Over the last year, Mexico has been swept up in a tidal wave of drug violence. Things have gotten so bad that, according to a recent Pentagon report, the country risks a “sudden collapse.” For more, listen to our online radio show on Mexico’s war on drugs.
On Wednesday, U.S. Secretary of State Hillary Clinton arrived in Mexico for a series of high level talks. Not only does the Pentagon assessment have Mexican officials bristling, there are lingering resentments over other issues too — there’s a growing trade dispute and ill will over the construction of that giant border fence.
Worldfocus editorial consultant Peter Eisner, the former deputy foreign editor of the Washington Post, writes about engaging with Mexico and its troubles rather than building fences.

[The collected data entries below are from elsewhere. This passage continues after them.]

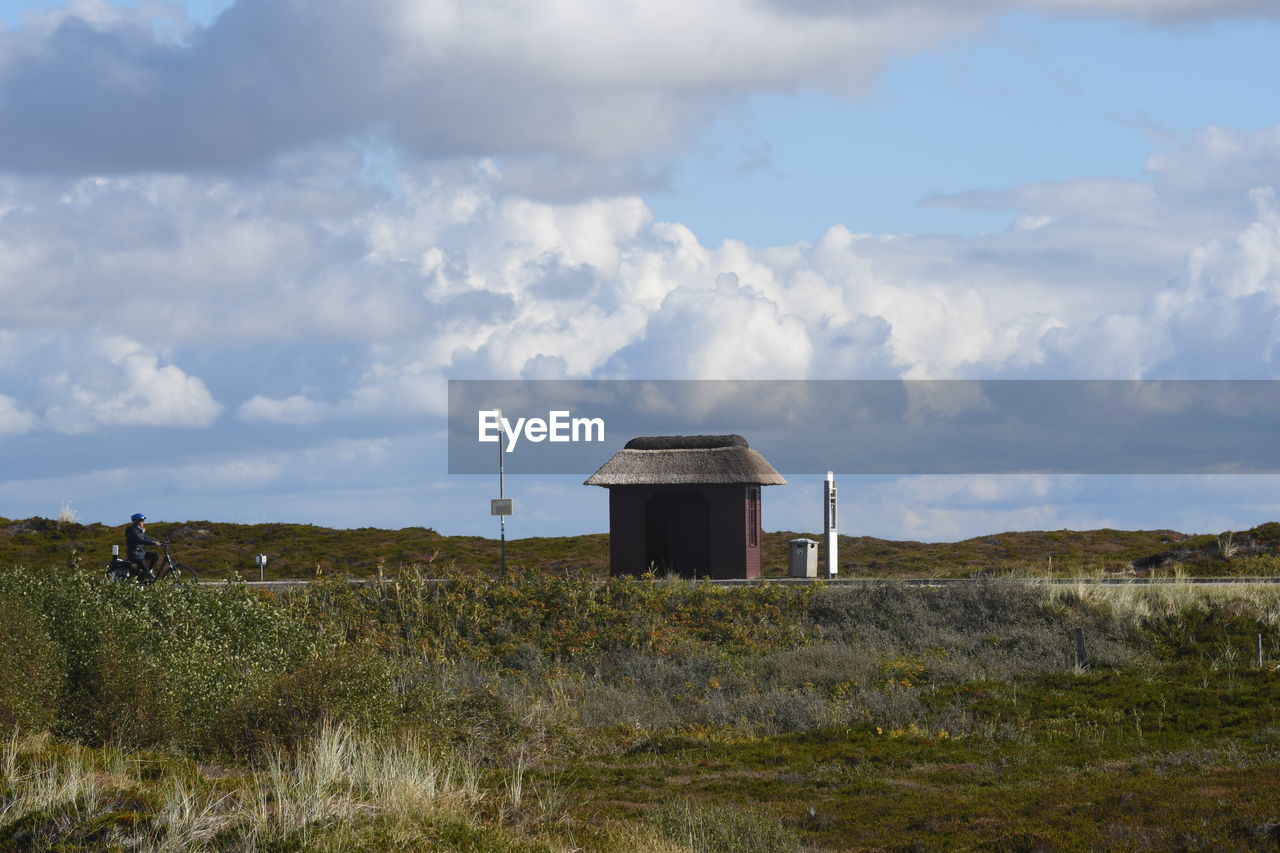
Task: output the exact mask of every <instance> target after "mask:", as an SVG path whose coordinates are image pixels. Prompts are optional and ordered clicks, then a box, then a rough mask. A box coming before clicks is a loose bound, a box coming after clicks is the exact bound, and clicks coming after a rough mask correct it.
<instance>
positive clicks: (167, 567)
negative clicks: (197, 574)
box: [106, 542, 200, 584]
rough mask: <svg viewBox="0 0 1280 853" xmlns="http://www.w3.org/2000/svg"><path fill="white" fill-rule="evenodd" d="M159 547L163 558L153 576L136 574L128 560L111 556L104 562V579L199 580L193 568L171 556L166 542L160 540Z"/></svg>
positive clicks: (136, 567) (136, 570)
mask: <svg viewBox="0 0 1280 853" xmlns="http://www.w3.org/2000/svg"><path fill="white" fill-rule="evenodd" d="M160 549H161V551H164V560H161V561H160V562H159V564H156V567H155V578H146V576H143V575H141V574H138V567H137V566H136V565H133V564H132V562H129V561H128V560H122V558H120V557H111V561H110V562H109V564H106V579H108V580H114V581H120V580H137V581H138V583H140V584H161V583H163V584H174V583H187V584H193V583H198V581H200V575H197V574H196V570H195V569H192V567H191V566H184V565H182V564H180V562H177V561H175V560H174V558H173V555H170V553H169V543H168V542H161V543H160Z"/></svg>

“Show me a 50-foot fence, and I’ll show you a 51-foot ladder.”
That quote from Janet Napolitano when she was governor of Arizona makes more sense every day. Napolitano, now the Secretary of Homeland Security, was referring to the multibillion dollar, 700-mile long fence being built along the U.S.-Mexican border.
The idea of the controversial fence was to stop illegal immigration and drug trafficking across the border. Many people — including most people in the Mexican government — agree with Napolitano that the fence was a bad idea.
For many, the fence has come to symbolize arrogance and disinterest in dealing with real issues, such as poverty that fuels immigration, and consumer demand that supports the multibillion dollar cocaine, marijuana and heroin trade out of Mexico.
And if anybody in the United States still thinks the fence can hide the uncomfortable reality across the Rio Grande, they’re deceived.
The wave of drug violence in Mexico is bleeding over into the United States, and U.S. military officials fear a worse scenario: One Pentagon study says that Mexico, like Pakistan, faces the prospect of being unable to deal with the violence and could become a failed state.
Secretary of State Hillary Clinton is diving right into talks about drug cooperation, trade and other issues today and tomorrow in Mexico City and Monterrey. And President Obama is scheduled to go to Mexico in less than a month.
The administration has an opportunity to come up with answers that would include engagement with the Mexican government rather than building barriers. The answers will probably be costly, but there is rising sentiment in Washington that Mexico can’t be left, as one analyst recently said, to “muddle through somehow” on its own.